Ainsi, il serait plus juste de dire que je me fais dans la mesure où j’embrasse l’ensemble de mon existence passée : ce n’est pas mon passé qui me détermine, mais moi-même qui m’identifie à mon passé et y puise ma liberté.
Conclusion
Notre parcours nous a conduit à opposer deux conceptions antithétiques du temps : la première nous faisait voir que l’identité du moi n’était rien d’autre que le développement prévu d’une essence immuable, au risque de rendre diffuse la distinction entre le passé et le présent ; la seconde nous montrait que l’identité était justement coupure vis-à-vis de toute essence prédéfinie dans mon passé, au risque de vider le moi de tout contenu colorant cette liberté retrouvée. Nous avançons donc que c’est moins mon passé qui fait de moi ce que je suis, que moi qui suis d’autant plus moi-même que je laisse affluer l’ensemble de mon passé, dans toute sa richesse. C’est seulement l’infinie richesse de ces expériences passées qui peut accoucher d’une liberté et d’une identité authentique pour le moi. De ce point de vue, la liberté s’oppose moins au déterminisme qu’à la routine sédimentée.
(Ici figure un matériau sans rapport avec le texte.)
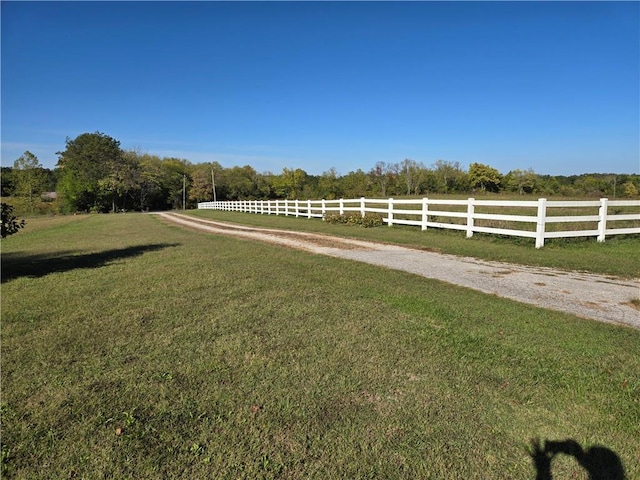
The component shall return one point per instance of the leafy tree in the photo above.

Voilà pour cette proposition de corrigé, qui devrait t’aider à voir à quoi pourrait ressembler une copie de philosophie. J’ai un peu enrichi les arguments tirés d’auteurs, pour cela puisse resservir pour d’autres dissertations aux sujets proches. Un tel niveau d’érudition et de technicité n’est évidemment pas attendu en terminale, mais c’est un idéal que l’on peut garder en tête.